Pernikahan Massal Lintas Agama di Pagoda Tian Ti Surabaya
Interfaith Mass Wedding at Tian Ti Pagoda – Surabaya, Penyerahan akta nikah di Kaimana, Papua, Penyerahan akta nikah di Kupang, NTT.

Didalam banyak hal, Pernikahan Massal Lintas Agama telah menjadi program utama YPK. Secara SOSIAL, kami telah berusaha mencukupi kebutuhan mereka bukan saja dalam bentuk sandang, pangan dan papan, ataupun pemberdayaan, namun juga dalam pemenuhan hak sipil dengan identitas nasional.
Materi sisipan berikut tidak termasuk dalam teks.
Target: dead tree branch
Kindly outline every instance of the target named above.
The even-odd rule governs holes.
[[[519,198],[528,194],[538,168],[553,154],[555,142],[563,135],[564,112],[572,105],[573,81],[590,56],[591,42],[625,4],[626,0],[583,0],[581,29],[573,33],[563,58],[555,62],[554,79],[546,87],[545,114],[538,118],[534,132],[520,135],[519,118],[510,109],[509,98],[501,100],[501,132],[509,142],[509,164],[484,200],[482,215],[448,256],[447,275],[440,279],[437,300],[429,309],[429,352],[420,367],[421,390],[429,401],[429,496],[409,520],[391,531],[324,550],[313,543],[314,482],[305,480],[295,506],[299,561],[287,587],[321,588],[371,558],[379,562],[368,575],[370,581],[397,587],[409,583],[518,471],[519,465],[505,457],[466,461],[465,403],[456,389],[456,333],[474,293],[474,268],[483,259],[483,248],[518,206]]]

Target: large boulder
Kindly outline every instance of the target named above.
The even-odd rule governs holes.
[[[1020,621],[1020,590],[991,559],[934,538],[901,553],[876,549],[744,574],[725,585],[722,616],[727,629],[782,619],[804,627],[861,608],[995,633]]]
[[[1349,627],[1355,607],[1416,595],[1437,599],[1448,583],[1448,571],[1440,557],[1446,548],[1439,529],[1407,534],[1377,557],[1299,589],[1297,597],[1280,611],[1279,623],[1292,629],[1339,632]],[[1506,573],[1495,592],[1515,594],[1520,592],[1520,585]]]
Secara RELASIONAL, kami telah bekerja sama dengan semua golongan, dari instansi tertinggi di pemerintah, maupun dengan tempat-tempat ibadah terkecil, dengan pengusaha, sekolah, masyarakat biasa, bahkan dengan militer untuk menjangkau seluruh bangsa. Secara SPIRITUAL, kami telah menyaksikan bagaimana pernikahan yang disahkan itu berdampak pada moral, komitmen, serta tanggung jawab terhadap pasangan masing-masing. Keluarga kuat membangun negara yang kuat.